L'autre thème de notre étude, la physique
quantique, peut également tirer de grands bénéfices de
l'analyse que nous en avons fournie car nous espérons avoir mis en
évidence ce que d'Espagnat affirme, à savoir que toute entreprise
rationnelle de compréhension du réel ne peut rigoureusement pas
ignorer les apports de la théorie quantique sur ce sujet. Puisque, dans
une optique leibnizienne, nous cherchons plus a dégager ce qui est vrai
dans toute théorie que ce qui est faux, nous ne nous sommes pas attarder
sur les théories philosophiques qui sont mises grandement en
difficulté par la physique quantique. Il est pourtant assez
évident, si l'on prend en compte les limitations au sujet des
propriétés des deux types de réalité que l'on peut
considérées comme résultant de la théorie
quantique, que nombre de systèmes métaphysiques moins prudent que
celui de Leibniz doivent être mis en échec par la mécanique
quantique. Nous n'avons fait que l'évoquer, mais cela est très
significatif pour ce qui est de la substantialité de l'espace ou au
sujet des théories les plus matérialistes. Il a été
retenu ici un système métaphysique dont nous nous doutions a
priori qu'il puisse survivre efficacement à une confrontation avec
la théorie quantique, ce choix étant motivé par l'objectif
de fournir une conclusion un maximum positive et affirmative. Réfuter
toute théorie métaphysique erronée est une entreprise qui
ne peut que rester inachevée alors que montrer l'échec de
certaines n'est de toute façon pas très constructif.
Nous devons avouer, et un lecteur attentif l'aura
sûrement déjà remarqué, en lame de fond de la
présente étude, c'est la sauvegarde et la
légitimité du discours métaphysique en
général qui nous préoccupe tout particulièrement.

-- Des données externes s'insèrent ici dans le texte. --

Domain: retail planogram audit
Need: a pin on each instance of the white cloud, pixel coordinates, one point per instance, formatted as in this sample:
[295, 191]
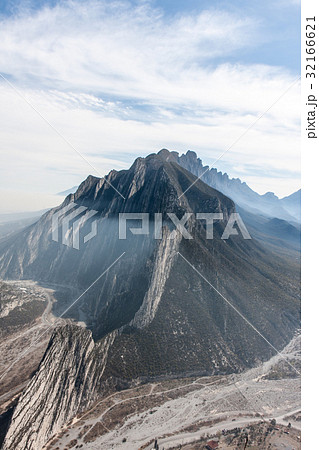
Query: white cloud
[119, 82]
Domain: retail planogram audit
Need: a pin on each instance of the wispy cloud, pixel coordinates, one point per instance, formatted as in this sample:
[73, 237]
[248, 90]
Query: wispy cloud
[121, 80]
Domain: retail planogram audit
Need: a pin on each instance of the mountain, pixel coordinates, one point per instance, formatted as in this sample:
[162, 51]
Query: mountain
[151, 314]
[68, 191]
[268, 204]
[292, 204]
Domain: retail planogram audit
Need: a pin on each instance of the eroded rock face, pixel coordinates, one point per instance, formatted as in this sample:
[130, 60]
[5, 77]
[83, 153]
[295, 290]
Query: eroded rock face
[64, 383]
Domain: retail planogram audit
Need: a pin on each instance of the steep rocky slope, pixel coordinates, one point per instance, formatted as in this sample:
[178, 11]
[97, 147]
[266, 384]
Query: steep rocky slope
[151, 314]
[268, 204]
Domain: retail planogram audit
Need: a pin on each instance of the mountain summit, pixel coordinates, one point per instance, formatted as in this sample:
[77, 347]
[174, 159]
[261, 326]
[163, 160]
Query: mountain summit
[160, 310]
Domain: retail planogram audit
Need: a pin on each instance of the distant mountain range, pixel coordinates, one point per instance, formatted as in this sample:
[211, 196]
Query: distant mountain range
[268, 204]
[152, 314]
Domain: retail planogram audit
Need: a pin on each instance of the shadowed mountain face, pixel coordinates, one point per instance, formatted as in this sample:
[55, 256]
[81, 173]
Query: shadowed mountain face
[268, 204]
[151, 314]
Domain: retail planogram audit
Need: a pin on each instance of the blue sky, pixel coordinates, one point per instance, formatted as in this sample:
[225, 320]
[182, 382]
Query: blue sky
[121, 79]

A
cet égard le système leibnizien constitue un exemple d'une
construction métaphysique qui garde sa pertinence et montre son
utilité même face à des découvertes scientifiques
très originales et qui lui sont postérieures de plusieurs
siècles. Un telle légitimation a été, selon nous,
rendue nécessaire par les bouleversements philosophiques qu'a connues la
pensée rationnelle occidentale et qui ont eu tendance à
discréditer toute entreprise à visée métaphysique.

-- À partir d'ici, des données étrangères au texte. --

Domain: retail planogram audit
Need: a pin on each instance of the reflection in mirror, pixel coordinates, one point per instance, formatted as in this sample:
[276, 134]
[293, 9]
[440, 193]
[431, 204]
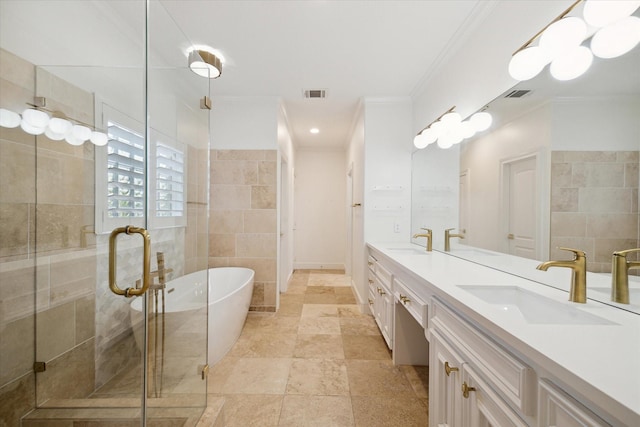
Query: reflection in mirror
[558, 168]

On peut estimer que cet objectif a été atteint dans une certaine
mesure grâce aux points essentiels sur lesquels le système
leibnizien rejoint la théorie quantique. Nous avons en effet pu
constater que plusieurs conclusions de la physique quantique peuvent être
vues comme de bons indices de ce que Leibniz avait pu déduire
métaphysiquement à propos de la réalité
indépendante.
Le système leibnizien ne portant pas exclusivement sur
les existences fondamentales, mais aussi sur les composés, nous ne
pouvons considérer la présente conciliation de ce système
avec la physique quantique comme lui attribuant une totale validité.

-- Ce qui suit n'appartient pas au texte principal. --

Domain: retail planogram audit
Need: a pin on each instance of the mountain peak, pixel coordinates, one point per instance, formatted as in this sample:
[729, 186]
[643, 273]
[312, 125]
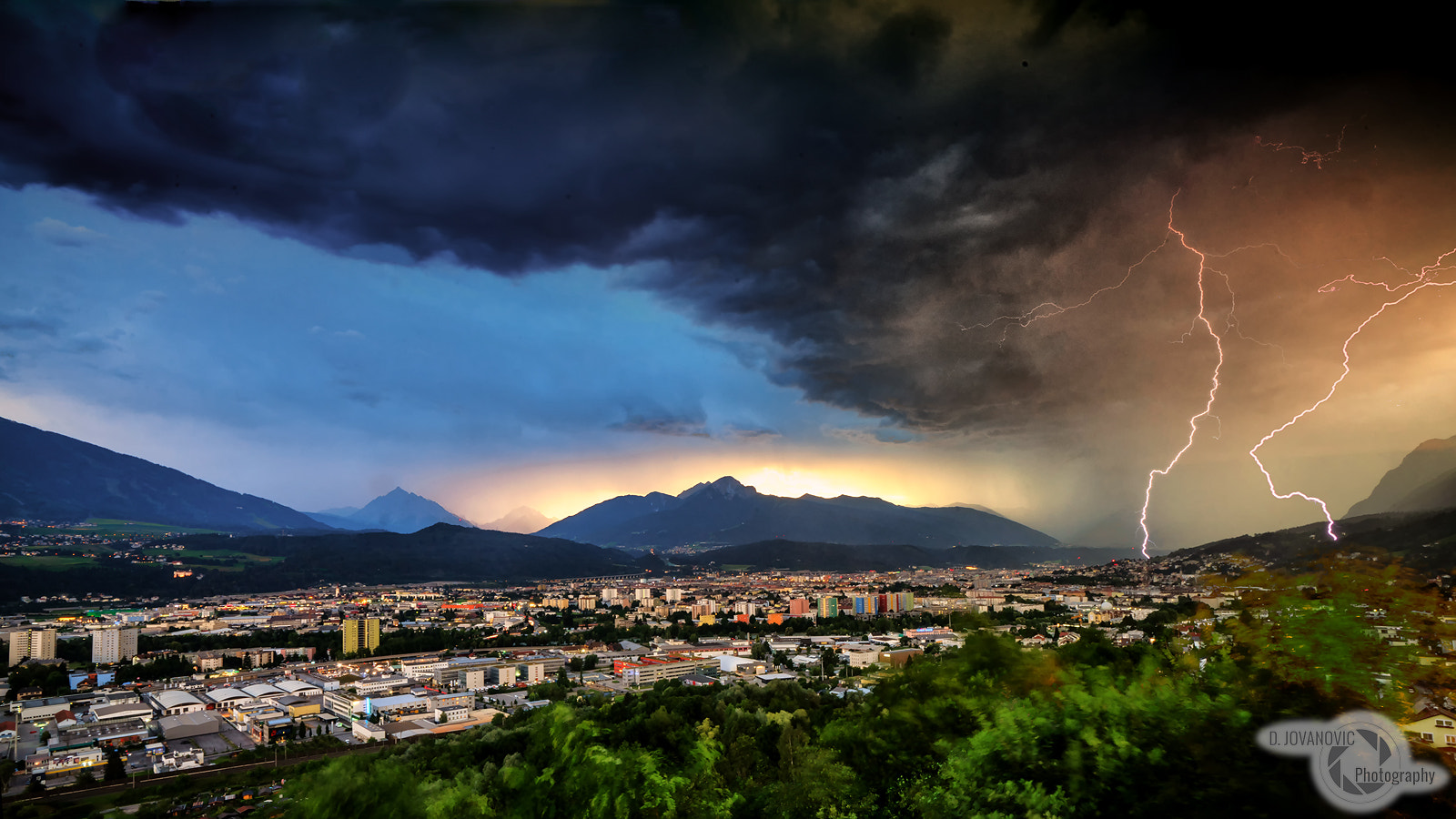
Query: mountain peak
[727, 486]
[400, 511]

Pour être exhaustif sur cette question il faudrait entreprendre d'autres
mises à l'épreuve fondées sur d'autres domaines
scientifiques dont les conclusions présentent quelques analogies avec le
système leibnizien. Bien que nous laissions cela à des
études ultérieures, nous pouvons d'ores et déjà
évoquer la biologie, et notamment le caractère très
informationnel de la génétique, et l'informatique, qui peut nous
donner une définition de l'intelligence assez proche de celle de
Leibniz.
Bibliographie
Leibniz, Discours de métaphysique
et autres textes, Flammarion.
Leibniz, Système nouveau de la
nature et de la communication des substances, Flammarion.
Leibniz, La monadologie,
annotée par Emile Boutroux, Delagrave.
B. d'Espagnat, Le réel
voilé, Fayard.
E. Klein, La physique quantique,
Flammarion.
I. Desit-Ricard, Une petite histoire de
la physique, Ellipses.
Et divers documents électroniques obtenus sur
Internet :
F. Laloë, Connaissons-nous vraiment
la mécanique quantique ?
H. Zwirn, Mécanique quantique et
connaissance du réel.
M. Bitbol, En quoi consiste la
`Révolution Quantique' ? Paru dans : Revue Internationale
de Systémique, 11, 215-239, 1997.
M. Bitbol, Le corps matériel et
l'objet de la physique quantique. In : F. Monnoyeur (ed.),
Qu'est-ce que la matière ? Le livre de poche.